Kadın Adayları Destekleme Derneği (KA.DER), Genel Başkanı Yeşim Akpolat, yaptığı açıklamada kampanyanın içeriğine dair ayrıntıları paylaştı.
“Bugün, 25 Kasım Kadına Yönelik Şiddete Karşı Uluslararası Mücadele Günü. Bu anlamlı günde, kadınların aile içinde, özel hayatında, sokakta, okulda, iş yerinde maruz kaldığı fiziksel, psikolojik ve ekonomik şiddete bir kez daha dikkat çekmek için buradayız” diyen Akpolat, bugün başlayan kampanyanın kadınların seslerini güçlendirmek, farkındalık yaratmak ve hak taleplerini tekrar etmek için toplumsal cinsiyete dayalı 16 günlük bir aktivizm kampanyası olduğunu aktardı.
‘Haklarımızı korumak için sesimizi daha gür çıkaracağız'
Akpolat, “Bu kampanya boyunca, giderek artan kadına yönelik şiddete karşı sosyal medyada ve kentimizin birçok noktasında, şiddetsiz, eşit ve özgür bir dünya için birlikteyiz ‘Kazanılmış haklarımızdan vazgeçmiyoruz!’ diyerek mücadelemizi büyütecek, haklarımızı korumak için sesimizi daha gür çıkaracağız” dedi.
Kampanya iki önemli tarihi kapsıyor
Kampanya sürecinin iki önemli tarihi de kapsadığına işaret eden Akpolat, şunları söyledi:
* İlki, 5 Aralık 1934’te Türk kadınına seçme ve seçilme hakkı tanınması. Türk kadını bu önemli hakkı, dünya kadınlarının büyük bir kısmından önce Gazi Mustafa Kemal Atatürk’ün liderliği sayesinde elde etti. Atatürk’ü bir kez daha saygı ve minnetle anıyor, bu devrimi daha da ileri taşımak için var gücümüzle çalışıyoruz. Kadınların siyasette eşit temsilinin sağlanması ve bu hakkın önündeki engelleri aşmak için mücadelemiz devam ediyor. Kampanyamızın son günü olan 10 Aralık İnsan Hakları Günü’nde ise kadın haklarının, insan haklarının ayrılmaz bir parçası olduğunu bir kez daha güçlü bir şekilde dile getireceğiz. Kadınların şiddetten uzak, özgür ve eşit bir dünyada yaşama hakkını savunmaya devam ediyoruz.
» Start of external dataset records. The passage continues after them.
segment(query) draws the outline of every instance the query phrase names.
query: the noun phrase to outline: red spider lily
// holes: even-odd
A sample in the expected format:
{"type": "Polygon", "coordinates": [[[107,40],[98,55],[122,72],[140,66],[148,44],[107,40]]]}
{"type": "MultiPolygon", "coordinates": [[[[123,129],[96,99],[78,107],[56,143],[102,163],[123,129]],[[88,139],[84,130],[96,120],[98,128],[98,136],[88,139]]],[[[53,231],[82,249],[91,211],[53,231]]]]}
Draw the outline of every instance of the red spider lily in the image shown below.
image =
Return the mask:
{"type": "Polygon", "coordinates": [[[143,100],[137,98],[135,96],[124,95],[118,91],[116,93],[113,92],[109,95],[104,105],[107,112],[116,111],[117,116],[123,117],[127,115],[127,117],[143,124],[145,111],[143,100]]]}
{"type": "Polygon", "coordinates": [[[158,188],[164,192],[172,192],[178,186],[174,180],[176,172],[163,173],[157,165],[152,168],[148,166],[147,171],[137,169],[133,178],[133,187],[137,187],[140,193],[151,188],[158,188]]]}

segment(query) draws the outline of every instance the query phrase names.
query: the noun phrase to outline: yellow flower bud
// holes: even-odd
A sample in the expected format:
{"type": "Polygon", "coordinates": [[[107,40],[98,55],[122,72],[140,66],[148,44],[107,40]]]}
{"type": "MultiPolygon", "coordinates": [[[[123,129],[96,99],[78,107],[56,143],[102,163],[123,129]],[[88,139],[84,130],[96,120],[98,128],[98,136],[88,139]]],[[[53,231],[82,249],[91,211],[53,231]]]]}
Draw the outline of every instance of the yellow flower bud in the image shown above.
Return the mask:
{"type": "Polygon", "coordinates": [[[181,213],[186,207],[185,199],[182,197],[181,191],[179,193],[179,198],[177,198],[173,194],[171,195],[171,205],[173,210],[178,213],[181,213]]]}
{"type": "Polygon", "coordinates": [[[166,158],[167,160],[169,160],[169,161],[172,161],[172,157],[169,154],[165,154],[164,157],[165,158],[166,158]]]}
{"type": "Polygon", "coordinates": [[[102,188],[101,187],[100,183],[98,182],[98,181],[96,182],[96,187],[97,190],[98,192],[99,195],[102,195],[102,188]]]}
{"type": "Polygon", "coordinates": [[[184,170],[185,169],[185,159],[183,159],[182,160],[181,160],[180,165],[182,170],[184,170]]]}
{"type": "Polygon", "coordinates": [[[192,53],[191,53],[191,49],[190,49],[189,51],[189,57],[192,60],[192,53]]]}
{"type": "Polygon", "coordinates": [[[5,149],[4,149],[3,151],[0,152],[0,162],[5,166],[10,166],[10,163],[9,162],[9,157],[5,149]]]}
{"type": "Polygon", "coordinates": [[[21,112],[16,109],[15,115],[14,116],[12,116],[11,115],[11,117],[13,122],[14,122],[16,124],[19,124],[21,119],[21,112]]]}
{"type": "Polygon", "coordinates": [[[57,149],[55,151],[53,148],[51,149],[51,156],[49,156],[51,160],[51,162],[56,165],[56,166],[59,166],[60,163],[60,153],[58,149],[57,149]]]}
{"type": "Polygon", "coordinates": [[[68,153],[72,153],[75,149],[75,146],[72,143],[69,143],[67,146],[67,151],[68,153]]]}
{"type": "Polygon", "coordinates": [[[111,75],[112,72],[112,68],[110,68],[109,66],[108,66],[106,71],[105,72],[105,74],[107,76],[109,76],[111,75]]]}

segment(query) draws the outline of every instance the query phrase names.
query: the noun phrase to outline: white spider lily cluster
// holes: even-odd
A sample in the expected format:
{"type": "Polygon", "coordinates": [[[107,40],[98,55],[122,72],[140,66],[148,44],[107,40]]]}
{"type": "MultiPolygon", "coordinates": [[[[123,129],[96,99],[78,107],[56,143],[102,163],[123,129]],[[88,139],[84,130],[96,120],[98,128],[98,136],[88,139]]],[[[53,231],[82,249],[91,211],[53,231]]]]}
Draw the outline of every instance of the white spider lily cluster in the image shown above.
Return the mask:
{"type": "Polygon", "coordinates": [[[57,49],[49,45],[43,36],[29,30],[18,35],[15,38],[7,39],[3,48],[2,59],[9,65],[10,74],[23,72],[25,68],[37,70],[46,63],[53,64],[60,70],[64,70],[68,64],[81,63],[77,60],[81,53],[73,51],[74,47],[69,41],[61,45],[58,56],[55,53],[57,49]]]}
‘İstanbul Sözleşmesi'ne geri dönülsün' çağrısı
Türkiye’nin bir gecede çekildiği İstanbul Sözleşmesi ve 6284 sayılı Ailenin Korunması ve Kadına Karşı Şiddetin Önlenmesine Dair Kanun’a da kampanya boyunca dikkat çekeceklerini aktaran Akpolat, “6284, kadınların ve çocukların şiddetten korunması için en önemli hukuki dayanaklardan biridir. Bugün binlerce kadın olarak meydanlarda bu kanunun uygulanması için sesimizi yükseltiyoruz. Çünkü bu kanun, kadınların yaşam hakkının teminatıdır. 6284’e karşı çıkmak, kadınların ve çocukların korunmasına karşı çıkmaktır. Aynı şekilde, Türkiye’nin bir gece yarısı çekildiği İstanbul Sözleşmesi kadına yönelik şiddetle mücadelede vazgeçilemez bir önem taşıyor. İstanbul Sözleşmesi’nden çıkılması, kadına yönelik şiddeti kat be kat arttırmış, onlarca hak gaspına ve yüzlerce kadının hayatına mal olmuştur. Türkiye, bir an önce sözleşmeye geri dönmeli ve gereklerini eksiksiz yerine getirmelidir” dedi.
'Gelin, sesimizi birlikte yükseltelim'
Kampanyaya ilişkin dayanışma çağrısı yapan Akpolat, son olarak şunları söyledi:
* Bugün burada bir kez daha çağrıda bulunuyoruz: İstanbul Sözleşmesi’ne geri dönün, uygulayın. Çünkü biz kadınlar, kazanımlarımızdan asla vazgeçmeyeceğiz. Sizleri, bu 16 gün boyunca sürecek kampanyamızda sosyal medya paylaşımlarımızı takip etmeye ve mücadelemize destek olmaya davet ediyorum. Gelin, sesimizi birlikte yükseltelim. Çünkü birlikte daha güçlüyüz.
Kampanya kapsamında İstanbul’un farklı noktalarına, “Kazanılmış Haklarımızdan Vazgeçmiyoruz” sloganıyla, “İstanbul Sözleşmesi’ni Uygula”, “Cezasızlığı Son” ve “6284’ü Uygula” çağrılarının yer aldığı billboardlar asıldı.